Running from October 9 to 15, Fraud Awareness Week aims to raise awareness and prevent incidents of fraud through an information and education campaign throughout the week, including advertising, across radio and online, and the launch of a new online resource - FraudSMART.ie. This new website will serve as a one stop shop fraud information website for businesses and consumers alike, including case studies, top tips, advice and fraud alerts to those who want to prevent and protect themselves against fraudsters.
With consumers and businesses targeted by fraudsters each year, resulting in the loss of millions of euro in Ireland, nationally representative research as part of the campaign found that the most common fraud experienced amongst adults in Ireland included; email scams (61%), followed by phone scams (39%), text or SMS scams (37%) and online scams (31%).
Niamh Davenport, Fraud Awareness & Payments Manager, BPFI (Banking & Payments Federation Ireland), said, “Nearly 40% of adults claim they are concerned about fraud in their everyday lives, just over half (52%) generally unconcerned and almost half of adults (46%) claim they know someone who has been affected by fraud.
"Given the advances and reliance on technology, it’s no surprise that fraudsters are getting more sophisticated and creative. Fraud can happen to anyone, and at any time, but it’s generally simple precautions that can be taken to protect people against getting caught out! That is why we have launched our new initiative, FraudSMART as part of Ireland’s first Fraud Awareness Week. Our aim is that FraudSMART.ie will be the one stop shop for people to arm, educate and inform themselves against fraud.”

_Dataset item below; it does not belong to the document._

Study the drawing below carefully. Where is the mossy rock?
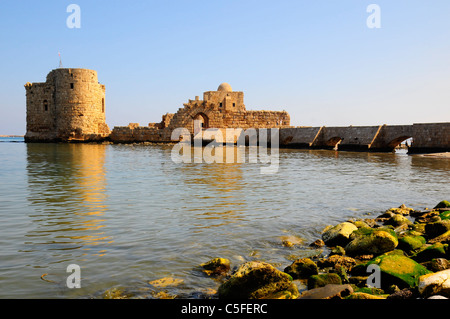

Research findings also highlighted that checking of bank statements is more prevalent amongst those aged 55+ (94%). Just over half (51%) of 18-24’s and a third of (34%) of those aged 25-34 check their online banking on public Wi-Fi. Level of concerns for fraud are higher amongst those aged 55+ (56%), followed by 45-54yrs (41%), 35-44yrs (31%), 25-34yrs (22%) and only 9% of those aged 18-24 were found to be concerned in their everyday life.
The top three cited behaviors which could have been taken to avoid a scam experienced as per the research were listed as:
- Never click on links in emails (61%)
- Paying heed to instincts (54%)
- Never opening or downloading an attachment in an email (52%)
Adding comment, Niamh said, “Generally speaking, Irish people are pretty savvy when it comes to prevention. However, people still check their online banking on public Wi-Fi (25%), and nearly one in five (17%) allow vendors to take their card out of sight for payment – this tells us we need to educate people on the simple everyday actions they might take unconsciously that can leave them vulnerable to fraud.”